The full reach of today's High Court decision will unfold as EU data protection authorities take stock of their enforcement posture and as U.S. and EU trade negotiators try to complete a new framework in ongoing discussions with the U.S. Some immediate implications include the following:

  • The High Court's invalidation of the Safe Harbor is effective immediately, but the decision offers no direction on how affected U.S. participants can transition out of the old regime to other lawful substitutes. Immediate and broad-ranging enforcement by EU data protection authorities against current Safe Harbor participants seems unlikely, in part because these authorities may not be prepared for an avalanche of complaints by data subjects. EU member country data protection authorities will probably issue guidance in the near term. The United Kingdom's Information Commissioner's Office, for instance, released a statement on its website today urging affected businesses to check back to EU data protection authority websites for future guidance, noting:

"The judgment means that businesses that use Safe Harbor will need to review how they ensure that data transferred to the US is transferred in line with the law. We recognise that it will take some time for them to do this."[3]

  • The U.S. Department of Commerce and the Federal Trade Commission ("FTC"), which administered the Safe Harbor in the U.S., may also suggest measures for the thousands of U.S. businesses that have self-certified for participation in the program.
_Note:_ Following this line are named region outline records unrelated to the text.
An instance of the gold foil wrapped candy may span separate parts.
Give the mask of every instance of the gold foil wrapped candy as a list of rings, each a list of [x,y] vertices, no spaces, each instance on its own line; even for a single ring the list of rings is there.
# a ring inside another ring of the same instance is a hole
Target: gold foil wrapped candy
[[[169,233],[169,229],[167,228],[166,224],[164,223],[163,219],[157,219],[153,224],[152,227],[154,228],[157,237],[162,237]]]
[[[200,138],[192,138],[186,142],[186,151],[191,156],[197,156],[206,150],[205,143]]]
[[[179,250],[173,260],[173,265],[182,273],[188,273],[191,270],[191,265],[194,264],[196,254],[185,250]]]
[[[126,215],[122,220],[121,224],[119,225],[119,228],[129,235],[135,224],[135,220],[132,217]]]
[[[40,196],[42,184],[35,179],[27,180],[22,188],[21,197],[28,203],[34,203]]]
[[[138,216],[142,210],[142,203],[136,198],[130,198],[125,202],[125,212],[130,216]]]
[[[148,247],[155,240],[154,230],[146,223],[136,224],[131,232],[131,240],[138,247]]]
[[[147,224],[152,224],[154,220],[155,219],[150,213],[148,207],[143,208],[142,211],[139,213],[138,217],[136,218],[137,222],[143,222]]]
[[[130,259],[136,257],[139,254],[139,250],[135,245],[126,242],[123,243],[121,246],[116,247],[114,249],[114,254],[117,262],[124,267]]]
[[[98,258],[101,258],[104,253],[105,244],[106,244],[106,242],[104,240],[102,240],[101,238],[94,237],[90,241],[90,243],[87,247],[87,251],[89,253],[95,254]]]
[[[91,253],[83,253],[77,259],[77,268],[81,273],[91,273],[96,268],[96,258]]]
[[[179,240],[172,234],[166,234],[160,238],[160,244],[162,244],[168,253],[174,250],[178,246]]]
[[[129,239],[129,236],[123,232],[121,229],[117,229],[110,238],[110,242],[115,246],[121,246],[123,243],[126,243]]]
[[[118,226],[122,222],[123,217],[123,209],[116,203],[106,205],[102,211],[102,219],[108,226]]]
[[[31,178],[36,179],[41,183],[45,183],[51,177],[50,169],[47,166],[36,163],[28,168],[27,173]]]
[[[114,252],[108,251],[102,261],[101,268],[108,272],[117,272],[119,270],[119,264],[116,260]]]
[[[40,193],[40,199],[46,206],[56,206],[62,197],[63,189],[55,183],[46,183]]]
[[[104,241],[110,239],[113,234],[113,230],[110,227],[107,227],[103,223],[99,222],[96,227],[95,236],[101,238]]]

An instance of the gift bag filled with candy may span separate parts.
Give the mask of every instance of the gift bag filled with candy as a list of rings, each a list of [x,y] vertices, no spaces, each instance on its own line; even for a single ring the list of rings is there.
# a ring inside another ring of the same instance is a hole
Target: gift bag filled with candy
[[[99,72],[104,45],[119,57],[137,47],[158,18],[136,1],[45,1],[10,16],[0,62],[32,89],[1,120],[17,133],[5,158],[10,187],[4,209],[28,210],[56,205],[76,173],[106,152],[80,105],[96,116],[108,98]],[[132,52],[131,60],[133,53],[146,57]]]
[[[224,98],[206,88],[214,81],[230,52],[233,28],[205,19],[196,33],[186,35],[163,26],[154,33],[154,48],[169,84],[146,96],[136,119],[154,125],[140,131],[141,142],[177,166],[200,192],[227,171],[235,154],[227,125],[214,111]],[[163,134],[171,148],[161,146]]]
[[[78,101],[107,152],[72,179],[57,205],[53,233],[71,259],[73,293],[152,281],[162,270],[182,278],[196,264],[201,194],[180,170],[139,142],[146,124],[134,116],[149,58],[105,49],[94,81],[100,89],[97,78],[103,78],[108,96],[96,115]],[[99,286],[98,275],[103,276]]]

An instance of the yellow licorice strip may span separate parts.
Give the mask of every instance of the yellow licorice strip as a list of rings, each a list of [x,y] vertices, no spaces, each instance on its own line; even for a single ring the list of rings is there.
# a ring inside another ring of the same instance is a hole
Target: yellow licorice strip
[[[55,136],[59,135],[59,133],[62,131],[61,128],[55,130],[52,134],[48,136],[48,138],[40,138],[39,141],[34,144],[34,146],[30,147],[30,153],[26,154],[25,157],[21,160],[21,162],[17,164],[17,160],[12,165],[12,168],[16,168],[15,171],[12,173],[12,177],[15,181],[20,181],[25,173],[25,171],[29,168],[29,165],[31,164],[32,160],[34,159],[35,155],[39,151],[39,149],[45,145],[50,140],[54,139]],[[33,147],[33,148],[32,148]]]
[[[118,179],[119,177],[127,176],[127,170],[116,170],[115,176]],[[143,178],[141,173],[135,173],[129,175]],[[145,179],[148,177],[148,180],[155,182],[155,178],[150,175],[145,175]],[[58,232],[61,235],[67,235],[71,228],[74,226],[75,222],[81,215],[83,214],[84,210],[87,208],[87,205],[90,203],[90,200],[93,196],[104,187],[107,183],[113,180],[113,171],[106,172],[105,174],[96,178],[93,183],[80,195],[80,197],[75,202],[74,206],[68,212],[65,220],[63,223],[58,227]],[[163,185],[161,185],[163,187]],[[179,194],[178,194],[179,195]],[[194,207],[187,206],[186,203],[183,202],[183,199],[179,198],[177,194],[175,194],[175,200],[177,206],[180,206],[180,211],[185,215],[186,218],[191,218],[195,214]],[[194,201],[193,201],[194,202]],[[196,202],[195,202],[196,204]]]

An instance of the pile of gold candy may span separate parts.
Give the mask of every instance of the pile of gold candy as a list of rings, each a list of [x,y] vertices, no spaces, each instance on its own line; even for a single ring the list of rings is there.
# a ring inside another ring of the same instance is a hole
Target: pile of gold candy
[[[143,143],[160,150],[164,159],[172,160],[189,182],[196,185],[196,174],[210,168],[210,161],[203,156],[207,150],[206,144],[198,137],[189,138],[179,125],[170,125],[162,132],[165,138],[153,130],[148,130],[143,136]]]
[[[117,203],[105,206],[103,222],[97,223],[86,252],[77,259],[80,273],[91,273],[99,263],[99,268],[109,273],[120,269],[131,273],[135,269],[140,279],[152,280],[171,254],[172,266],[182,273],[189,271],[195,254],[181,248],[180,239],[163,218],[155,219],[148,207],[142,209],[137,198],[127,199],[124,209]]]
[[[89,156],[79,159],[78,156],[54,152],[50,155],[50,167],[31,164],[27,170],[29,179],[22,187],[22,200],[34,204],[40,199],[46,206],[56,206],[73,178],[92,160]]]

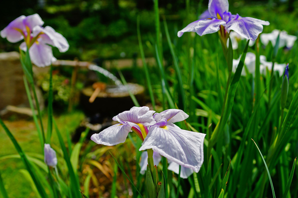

As of today's decision, the FTC –which has recently pursued enforcement actions against dozens of U.S. businesses for failing to comply with the Safe Harbor –has been stripped of any ongoing basis to enforce the Safe Harbor.
  • U.S. businesses may no longer rely on the Safe Harbor for lawful transfer of EU personal data to the United States. Businesses that rely exclusively or primarily on the Safe Harbor program need to assess whether they can use other permitted ‘derogations' under the EU Data Protection Directive's adequacy requirement. These derogations include transfers:
    • where a data subject has given unambiguous consent to the transfer,
    • that are necessary to the performance of a contract between a data subject and the data controller, or necessary to conclude or perform a contract with a third party in the interest of the data subject,
    • required on important public interest grounds or in connection with legal claims, and
    • from certain public sources of data.

Note: The foregoing ‘derogations' permitting transfers of personal data to third countries that lack ‘adequate protection' tend to be construed narrowly by European data protection authorities and should be relied upon only after careful review of the circumstances. Businesses that have worked to create compliant Safe Harbor programs should not panic, but also should not simply hope that a new ‘Safe Harbor 2.0' will quickly come to the rescue.

  • In addition, U.S. businesses may consider using the EU model contract clauses for trans-Atlantic data flows with their EU-based affiliates and business counter-parties. Others may consider adopting the EU binding corporate rules ("BCRs") as a long-term solution (although the path to approval for BCRs can be long and costly).
  • Companies that rely on third parties (e.g., outsourcers, cloud service providers) who are ‘Safe Harbor' certified for the processing of personal data will want to understand how their service providers will be addressing any concerns raised by today's decision.

The European Union has played its hand in the long-pending trans-Atlantic discussion over improvements to the US/EU Safe Harbor. The resolution of the privacy debate on EU/US data flows will not be a ‘tweak' of a treaty that has been thoroughly invalidated. It remains to be seen whether and when a new Safe Harbor will arise from the ashes of the old. In the meantime, U.S. businesses that signed up for the Safe Harbor will need to find new ways to establish lawful transfers to the U.S of personal data from the European Union.